Effects of nano-aluminum particle size on the explosion behaviors of aluminum/methanol nanofluid fuel spray

Aluminum/methanol nanofluid fuel, as a modified methanol-based fuel, demonstrates promising application potential. However, the elucidation of its spray explosion disaster's evolution process remains elusive. This paper clarifies the influence of aluminum powder particle size on the behavior of aluminum/methanol nanofluid fuel spray explosions by examining changes in explosion parameters. On this basis, the microstructure of the explosion flames was observed, and the explosion residues were analyzed using SEM and XRD. The results indicate that when the solid content is less than 8 wt%, the maximum explosion pressure and maximum flame propagation speed of nanofluid fuel spray explosions mixed with 50 nm aluminum powder are higher than those mixed with 100 nm and 200 nm aluminum powder. The maximum explosion pressures for the three particle sizes of aluminum powder are 9.59 bar, 8.94 bar, and 8.25 bar, respectively. When the solid content exceeds 8 wt%, the differences in aluminum powder particle size no longer significantly affect the intensity of the spray explosion and flame speed, mainly due to the agglomeration behavior of the nanosized aluminum powder.
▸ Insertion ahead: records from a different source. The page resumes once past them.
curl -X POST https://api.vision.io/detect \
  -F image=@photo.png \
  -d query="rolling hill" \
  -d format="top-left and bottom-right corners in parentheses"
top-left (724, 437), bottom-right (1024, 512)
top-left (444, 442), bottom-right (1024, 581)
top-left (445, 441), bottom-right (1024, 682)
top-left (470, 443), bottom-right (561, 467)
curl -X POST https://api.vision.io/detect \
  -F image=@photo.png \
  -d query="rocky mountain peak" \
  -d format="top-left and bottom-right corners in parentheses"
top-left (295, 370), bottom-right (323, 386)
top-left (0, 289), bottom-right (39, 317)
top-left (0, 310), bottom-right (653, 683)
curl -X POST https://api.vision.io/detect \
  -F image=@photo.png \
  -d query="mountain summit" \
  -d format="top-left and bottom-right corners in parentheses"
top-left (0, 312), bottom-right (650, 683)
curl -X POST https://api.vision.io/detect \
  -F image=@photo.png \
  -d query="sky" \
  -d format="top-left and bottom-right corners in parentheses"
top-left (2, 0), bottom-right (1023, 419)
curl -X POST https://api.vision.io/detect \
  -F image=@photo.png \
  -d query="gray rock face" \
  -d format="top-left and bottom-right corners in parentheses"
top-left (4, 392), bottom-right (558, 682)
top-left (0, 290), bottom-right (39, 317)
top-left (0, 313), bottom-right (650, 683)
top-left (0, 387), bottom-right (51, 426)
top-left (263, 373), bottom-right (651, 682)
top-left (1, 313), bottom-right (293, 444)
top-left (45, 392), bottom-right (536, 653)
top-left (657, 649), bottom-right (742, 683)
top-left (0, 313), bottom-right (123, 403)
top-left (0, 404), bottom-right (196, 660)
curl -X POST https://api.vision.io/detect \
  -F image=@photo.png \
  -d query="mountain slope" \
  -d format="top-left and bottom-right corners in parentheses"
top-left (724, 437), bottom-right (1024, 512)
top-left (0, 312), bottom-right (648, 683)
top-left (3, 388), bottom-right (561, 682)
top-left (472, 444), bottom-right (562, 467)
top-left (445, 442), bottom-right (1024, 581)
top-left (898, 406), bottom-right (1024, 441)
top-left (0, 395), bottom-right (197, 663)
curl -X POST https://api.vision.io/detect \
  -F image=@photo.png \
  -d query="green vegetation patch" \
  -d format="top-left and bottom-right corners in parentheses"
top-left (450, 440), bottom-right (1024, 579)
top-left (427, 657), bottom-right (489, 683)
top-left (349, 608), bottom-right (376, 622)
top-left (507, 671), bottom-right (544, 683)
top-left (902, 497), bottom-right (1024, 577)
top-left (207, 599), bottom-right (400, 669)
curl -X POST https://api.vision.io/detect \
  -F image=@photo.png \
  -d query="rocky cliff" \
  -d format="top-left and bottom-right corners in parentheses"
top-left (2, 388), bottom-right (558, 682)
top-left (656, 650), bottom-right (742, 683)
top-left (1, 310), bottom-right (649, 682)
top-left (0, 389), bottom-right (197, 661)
The reaction combustion zone of aluminum/methanol nanofluid fuel spray explosion flames is characterized by the gas-phase combustion of methanol and the heterogeneous/homogeneous combustion of aluminum, manifested as the white tail-like light and the quasi-spherical gaseous flame. The study also found that nano-aluminum particles increase their initial size through reactive sintering before combustion, while the agglomeration behavior of nano-aluminum powder mainly occurs before reactive sintering.